On 9/29/2020 12:14 AM, Thomas Monjalon wrote:
When closing a port, it is supposed to be already stopped,
and marked as such with "dev_started" state zeroed.

Resetting "dev_started" before calling the driver close operation
was hiding the case of not properly stopped port being closed.
The flag "dev_started" is not changed anymore in "rte_eth_dev_close()".

Signed-off-by: Thomas Monjalon <tho...@monjalon.net>
---
  lib/librte_ethdev/rte_ethdev.c | 1 -
  1 file changed, 1 deletion(-)

diff --git a/lib/librte_ethdev/rte_ethdev.c b/lib/librte_ethdev/rte_ethdev.c
index d7668114ca..0b8e8e3e8d 100644
--- a/lib/librte_ethdev/rte_ethdev.c
+++ b/lib/librte_ethdev/rte_ethdev.c
@@ -1716,7 +1716,6 @@ rte_eth_dev_close(uint16_t port_id)
        dev = &rte_eth_devices[port_id];
RTE_FUNC_PTR_OR_RET(*dev->dev_ops->dev_close);
-       dev->data->dev_started = 0;
        (*dev->dev_ops->dev_close)(dev);
rte_ethdev_trace_close(port_id);


The driver 'remove()' function may be calling the driver 'stop()' dev_ops internally, so the device will be stopped properly but the 'dev_started' status won't be updated because ethdev API is not called.

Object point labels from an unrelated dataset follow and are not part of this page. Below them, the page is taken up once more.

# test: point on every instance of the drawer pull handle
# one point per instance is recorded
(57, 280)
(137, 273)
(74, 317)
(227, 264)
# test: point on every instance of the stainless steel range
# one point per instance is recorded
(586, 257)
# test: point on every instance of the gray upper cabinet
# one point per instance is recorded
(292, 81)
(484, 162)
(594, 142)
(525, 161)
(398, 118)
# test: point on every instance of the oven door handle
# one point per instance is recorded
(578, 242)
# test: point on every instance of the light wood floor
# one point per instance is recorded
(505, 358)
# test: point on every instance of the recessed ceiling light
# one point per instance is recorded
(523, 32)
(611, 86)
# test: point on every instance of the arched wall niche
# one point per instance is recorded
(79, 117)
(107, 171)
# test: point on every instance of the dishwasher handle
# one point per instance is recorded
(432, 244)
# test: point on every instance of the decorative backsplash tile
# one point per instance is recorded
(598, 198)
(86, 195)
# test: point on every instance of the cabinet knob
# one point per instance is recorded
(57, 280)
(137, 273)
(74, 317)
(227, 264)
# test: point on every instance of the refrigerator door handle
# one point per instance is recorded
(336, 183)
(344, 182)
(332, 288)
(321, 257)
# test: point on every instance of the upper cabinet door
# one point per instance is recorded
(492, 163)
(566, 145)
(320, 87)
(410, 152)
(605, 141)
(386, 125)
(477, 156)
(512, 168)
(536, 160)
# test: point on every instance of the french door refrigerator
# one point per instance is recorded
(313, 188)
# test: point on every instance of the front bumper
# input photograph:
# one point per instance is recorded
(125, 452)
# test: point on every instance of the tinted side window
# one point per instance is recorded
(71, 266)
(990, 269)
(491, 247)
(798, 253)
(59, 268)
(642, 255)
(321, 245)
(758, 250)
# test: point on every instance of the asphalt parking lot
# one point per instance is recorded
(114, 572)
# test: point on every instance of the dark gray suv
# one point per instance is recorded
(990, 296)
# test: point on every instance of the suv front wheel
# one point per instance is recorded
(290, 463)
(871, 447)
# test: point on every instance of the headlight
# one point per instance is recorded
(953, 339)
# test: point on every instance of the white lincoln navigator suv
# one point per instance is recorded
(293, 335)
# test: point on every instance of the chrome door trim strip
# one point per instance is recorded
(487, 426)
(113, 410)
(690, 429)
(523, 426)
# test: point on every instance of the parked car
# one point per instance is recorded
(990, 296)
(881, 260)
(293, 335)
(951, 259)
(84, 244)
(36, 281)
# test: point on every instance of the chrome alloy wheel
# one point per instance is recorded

This API assumes device stopped and updates the state accordingly, it is not good but removing it also won't be good for the case device already stopped.

What do you think calling 'rte_eth_dev_stop()' from 'rte_eth_dev_close()'?
Although not sure how to handle driver 'remove()' case.